Sunday, October 19, 2014

Parents, Passion and Summer Slide


This is the penultimate post in my reflection series on summer reading. 
Link up in comments if you'd like to talk about it.

In this penultimate post reflecting on summer reading, I consider how the research and my community context influence summer reading assignments.

I'm an avid Science Friday fan. The show makes my Friday afternoon commute. Last Friday Science Friday hit a triple with segments on the "Live from South Bend" show: electric engines, forensic entomology, and art detectives (links below). Performances by the Notre Dame Glee Club between segments were happiness boosters--the song we heard about the Periodic Table, awesome.

"The 'First' Battle of Gas Versus Electric"

"Forensic Entomologists Hunt Down Insects to Help Catch Criminals"

"Is Your Priceless Painting a Fake"

The entomology segment with Dr. Anne Perez from St. Joseph's College reminds me how important parents' passions are to childrens' development. A hunter and scientist, Perez's father, kept a living fence (overgrown boundary area) on one side of their property. He was a hunter and he would put the heads of animals he hunted in the living fence area. Perez would visit the heads as they decomposed and collect the insects she found there. Children learn through observation and experience. Parents, teachers, coaches, the caring adults in the lives of children and teens are living lessons.

What lessons do students learn about reading and writing from the adults in their lives? What happens when adults must work two and three or four jobs in order to provide for their families? Adults working sixty, seventy, even eighty hours a week may not have the energy, not to mention time or resources, to model joyful reading. Not everyone leaves school a life long, joyful reader. Not everyone carries the torch for books and story. Not everyone is afforded the luxury of sitting to read a an hour or two a day. I believe reading and writing--modeling it, practicing it, doing it--with and in front of children is as necessary as food and shelter, but I have never lived the lives the working poor live. I can see how a trip to the public library between shifts or bus schedules may be a near insurmountable challenge.

Students who grow up in poverty also grow up in word-poor environments. Research on summer reading documents this, connects the phenomena to learning loss (the summer slide) and traces the gap or learning loss from elementary school to senior year.

So what, right? What does all of this mean for me and my students? If I serve students living in poverty, if I serve students growing up in word poor environments then I know I need to create a print-rich, word-rich classroom at school. In terms of summer assignments I need to realize that such students are likely home alone quite a bit. Many students tell me they do not have quiet places to read or write. Uninterrupted time and relative quiet are supports I have at home.  Many students at my school do not. Without relative quiet I have trouble with complex texts. 

Simulate the experience of those students. Turn on your least favorite television channel. Set the volume a number or two higher than you usually do and read a new-to-you, densely- descriptive page of a text someone else chose.

Did you try it? What happened?

I know what happened when I tried it. I snapped at the dog. I had to restart my reading a couple of times. I felt interrupted and annoyed. I could not have written a coherent summary or have done any sort of written assignment without looking back and re-reading.

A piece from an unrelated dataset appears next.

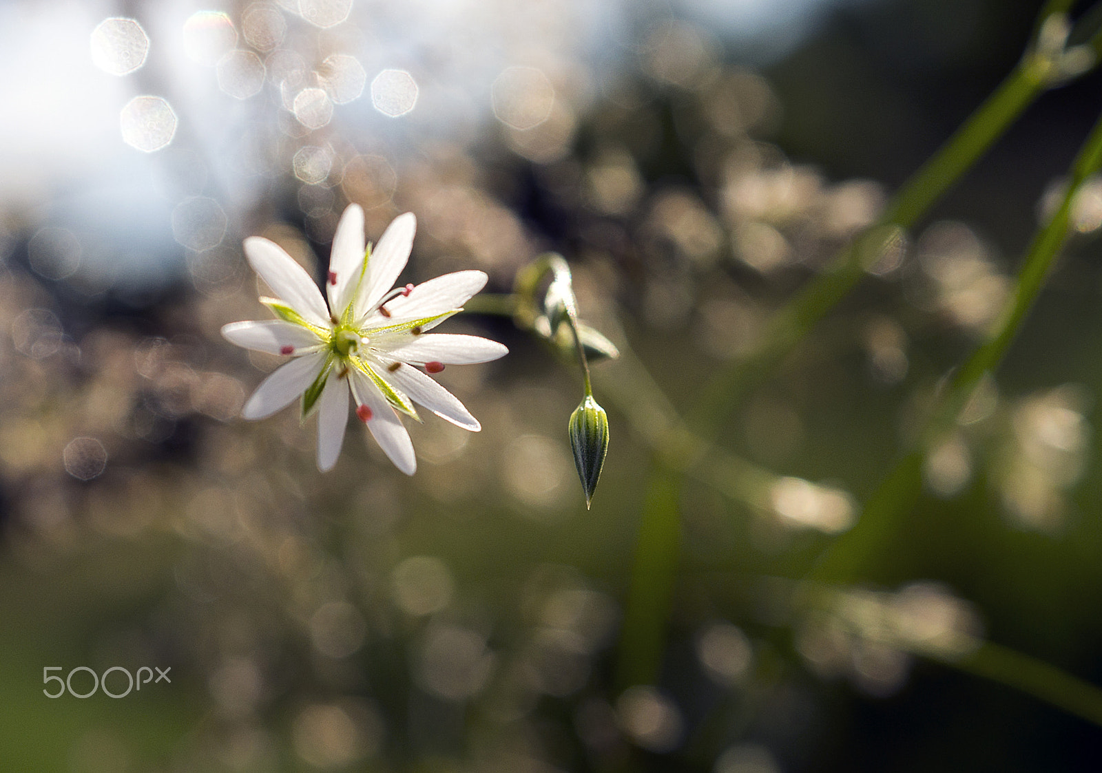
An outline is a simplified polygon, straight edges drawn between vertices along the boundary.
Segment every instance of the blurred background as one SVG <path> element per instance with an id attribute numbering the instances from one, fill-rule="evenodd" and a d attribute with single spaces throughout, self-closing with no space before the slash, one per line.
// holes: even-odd
<path id="1" fill-rule="evenodd" d="M 997 314 L 1096 74 L 715 427 L 757 472 L 682 487 L 660 673 L 616 676 L 647 411 L 691 411 L 1014 66 L 1039 6 L 0 2 L 2 766 L 1096 770 L 1098 727 L 946 661 L 990 640 L 1102 683 L 1102 185 L 906 530 L 860 587 L 791 603 Z M 576 370 L 508 317 L 446 324 L 510 355 L 440 377 L 483 431 L 411 426 L 412 478 L 358 433 L 321 475 L 293 410 L 237 417 L 278 359 L 218 335 L 268 316 L 241 239 L 320 277 L 352 202 L 369 239 L 417 214 L 403 282 L 476 268 L 506 293 L 568 258 L 624 352 L 594 366 L 591 511 Z M 47 666 L 172 682 L 50 699 Z"/>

I empathize with students when they are given assignments that are meaningless in the face of their lives. Yes, adults do need to read all sorts if texts. There are times we must swallow the bitter or the trudge through the boring. Those are not the texts that keep us connected or keep our skills as readers, writers or thinkers nimble.

What keeps us agile, what keeps us flexible and useful is practice over time. We are what we repeatedly do. We repeat what we enjoy. The brain seeks pleasure.

If the titles assigned for summer reading offer zero pleasure, our students will not read them.  Thus, the gap grows and stretches into school year's start.

Most of the students at my school come to us from Title I middle schools. These students need more choice not less. A couple of weeks ago I wrote about the common read and several of my peers commented on the value of such an exercise. I love talking with readers about books we have all read. I believe students gain valuable experience, on many levels, from a common read. But I'm starting to think that the common read should happen in community, when school is in session. If we need to maximize choice to maximize engagement in summer reading then it seems as if the best time for a common read, a one book one grade sort of read is at school's start not during the summer.




































1 comment:

  1. While you don't state it directly, you seem to hint that there is an aloofness, a snobbery at work among some readers. The time we give students to read in class, both independent reading and assigned reading, may be the best investment we can offer students. Teachers need to revisit Maslow every year so we can remember the hungry years. We can't expect our students to dine only on poetry when their bellies are growling.